TAVI

TAVI – transcatheter aortic valve implantation – is an advanced procedure in which a team of specially trained consultants replace narrowed heart valves without the need for open heart surgery.

Dr Douglas Muir

When the main valve which allows blood to flow from the heart around the body has become narrowed it can cause chest pain, breathlessness, fainting and, if left untreated, life-threatening heart failure.

The traditional treatment option is to have major open heart surgery, which involves opening up the patient’s chest, stopping their heart and inserting a new artificial heart valve; although this is not always possible for more frail or elderly patients.

TAVI, which has been performed at James Cook since November 2009, is a much less invasive alternative, where patients are fitted with new heart valves through a small cut which is made in their groin or chest. It also dramatically cuts the length of recovery time.

The specialist technique can only be performed at accredited hospitals and involves a number of  consultants for each procedure. Each procedure involves two interventional cardiologists and a cardiac anaesthetist with additional involvement of heart surgeons and imaging cardiologists in some circumstances.

Results from James Cook show the implant has had a 98% success rate with just under 90% of patients being discharged within three days of having the procedure.

All of our TAVI patients have been elderly and have had significant other medical problems. In many cases, open heart surgery would have been impossible or extremely high risk. The majority of patients have found a real benefit in symptoms and general quality of life, which would not have been possible with medication alone.

The procedure involves doctors using advanced scanning and images to insert a thin tube, or catheter, into a small cut made in the groin or chest. This is fed up through the arterial system to where the valve has become narrow. A tiny balloon is then fed up the catheter to the blockage and inflated to stretch the narrowed valve.

After this, the new valve is inserted and expanded by another balloon or through a self expanding mechanism. The new valve is held in place by the surrounding tissues. There is no need to stop the beating heart and if all goes well patients can be up and about within a few hours.

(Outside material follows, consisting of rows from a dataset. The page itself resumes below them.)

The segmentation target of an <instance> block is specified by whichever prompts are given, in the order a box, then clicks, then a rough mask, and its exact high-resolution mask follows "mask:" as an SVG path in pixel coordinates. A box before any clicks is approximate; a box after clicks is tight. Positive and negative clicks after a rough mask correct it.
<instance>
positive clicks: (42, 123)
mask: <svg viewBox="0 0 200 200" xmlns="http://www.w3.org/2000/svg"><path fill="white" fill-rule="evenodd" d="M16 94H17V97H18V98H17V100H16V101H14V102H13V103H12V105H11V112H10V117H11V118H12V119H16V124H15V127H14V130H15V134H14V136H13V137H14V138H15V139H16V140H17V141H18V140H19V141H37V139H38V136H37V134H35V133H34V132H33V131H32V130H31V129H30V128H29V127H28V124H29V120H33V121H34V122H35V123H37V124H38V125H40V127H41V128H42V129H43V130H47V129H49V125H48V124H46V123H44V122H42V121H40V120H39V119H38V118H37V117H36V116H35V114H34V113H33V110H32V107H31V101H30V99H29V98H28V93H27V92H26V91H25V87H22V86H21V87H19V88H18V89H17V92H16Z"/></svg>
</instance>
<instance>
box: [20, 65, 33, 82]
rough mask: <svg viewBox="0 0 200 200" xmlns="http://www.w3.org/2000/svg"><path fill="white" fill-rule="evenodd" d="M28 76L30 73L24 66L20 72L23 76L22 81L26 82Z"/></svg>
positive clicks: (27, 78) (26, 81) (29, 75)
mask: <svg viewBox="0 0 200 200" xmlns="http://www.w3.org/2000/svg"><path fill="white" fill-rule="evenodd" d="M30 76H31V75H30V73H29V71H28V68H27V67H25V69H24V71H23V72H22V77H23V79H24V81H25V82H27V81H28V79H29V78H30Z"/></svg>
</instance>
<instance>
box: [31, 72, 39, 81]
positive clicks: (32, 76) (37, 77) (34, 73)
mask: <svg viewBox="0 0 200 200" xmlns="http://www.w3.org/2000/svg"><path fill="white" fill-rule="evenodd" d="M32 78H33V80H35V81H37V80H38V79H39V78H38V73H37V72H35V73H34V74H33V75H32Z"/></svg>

The team at James Cook recently celebrated their 500th TAVI case – click here to read more or click the links to the left to view video feedback from our patients.

When patients first had TAVI in 2009 they would come into hospital the day before, have a general anaesthetic so they would be completely asleep for the procedure and then spend three to five days recovering on the ward.

Eight years on, most patients can now attend on the day, most have a local anaesthetic so they are awake throughout the procedure and the equipment used is more sophisticated. This speeds up recovery and reduces complications – around 60% of TAVI patients now go home the next day.

“Coupled with quick recovery times and improvement in symptoms at follow-up, this has been a very rewarding treatment to provide and it keeps us at the forefront of developing heart services.”